Users had to manually filter by gender and category every visit. For repeat customers, this felt like the site had forgotten them, despite stable traffic from logged-in users.
Implement automatic product categorisation by gender preference to save time on every return visit.
To run the full research cycle and present findings to stakeholders, we proposed an 8-week implementation plan with clear phases and deliverables at each step.
Research without measurable outcomes is just opinion with footnotes. We defined three concrete metrics tied to business goals, each one trackable through Google Analytics so the team could see results in real time.
A minimum 10% sales lift with each new feature or layout change tested. Below that, the change isn't worth shipping.
Track pages per visit and additional product page views. Higher engagement signals the IA changes are working.
Improved session duration and reduced bounce rates indicate the redesigned experience is keeping users on-task.

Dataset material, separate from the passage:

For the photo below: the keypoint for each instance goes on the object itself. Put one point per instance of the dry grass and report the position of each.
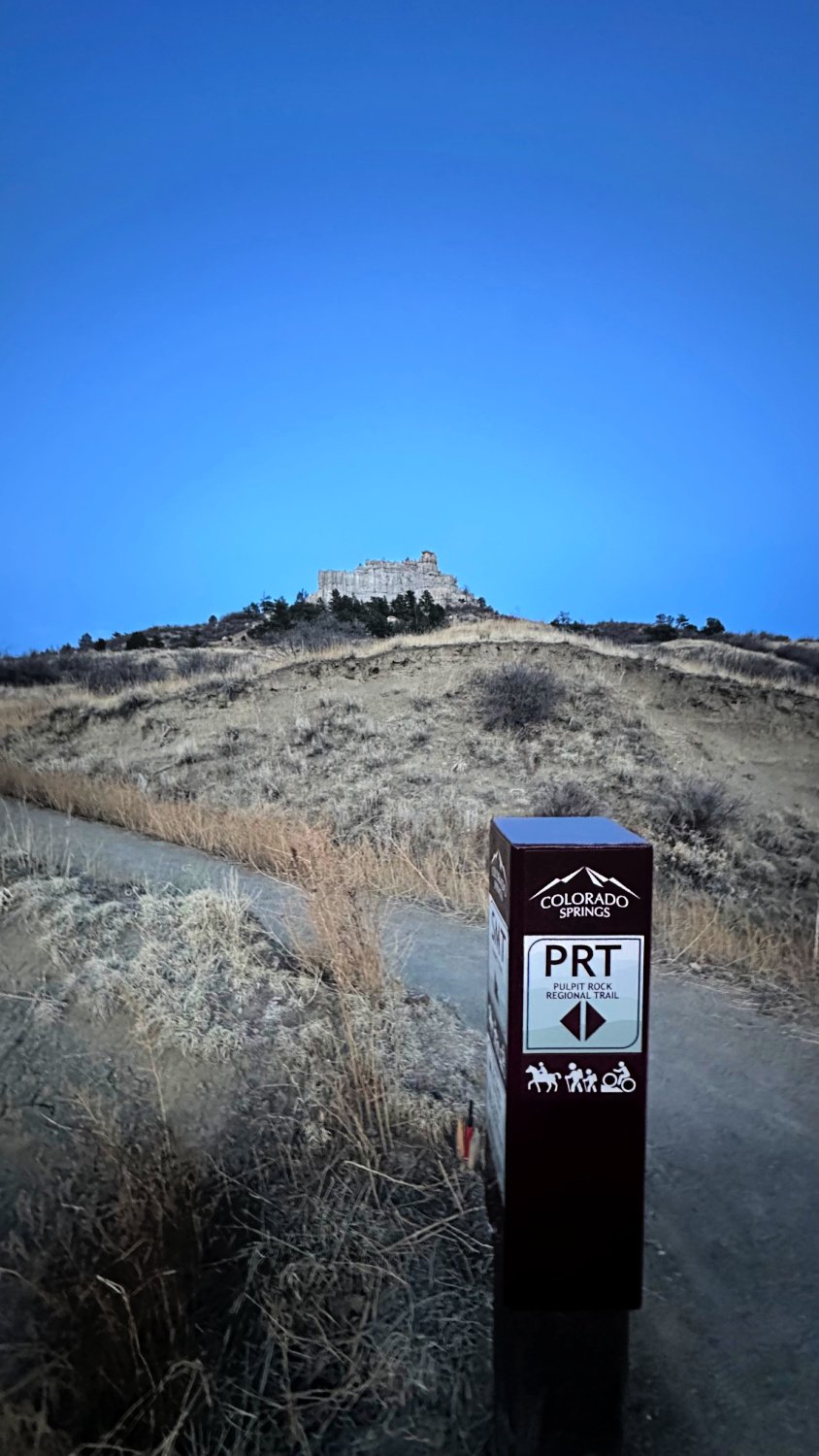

Every research plan has constraints worth naming upfront. Naming them protects the work and keeps stakeholders calibrated on what to expect.
The 17% sales drop wasn't going to be solved by redesigning the order flow again. The research plan was structured to surface the real causes (IA, product information, and category selection friction) and to validate fixes with measurable lift before recommending them at scale.
The core idea: most product problems aren't visual problems, even when they look that way. They're misunderstandings about how customers actually use the site, hidden behind metrics that look fine on the surface.
Stable traffic with falling sales is a research problem, not a redesign problem.
Diagnose before you prescribe. The temptation when sales drop is to redesign something obvious. The harder work is figuring out which thing to redesign, and that requires patience.
Multi-method beats single-method. No one research approach gives you the whole picture. Behaviour, attitude, and analytics each tell different parts of the story.
Tie findings to dollars. Recommendations land harder when they're paired with target metrics. "Improve the IA" is weak. "Improve the IA to lift conversion 10%" is a project anyone can rally behind.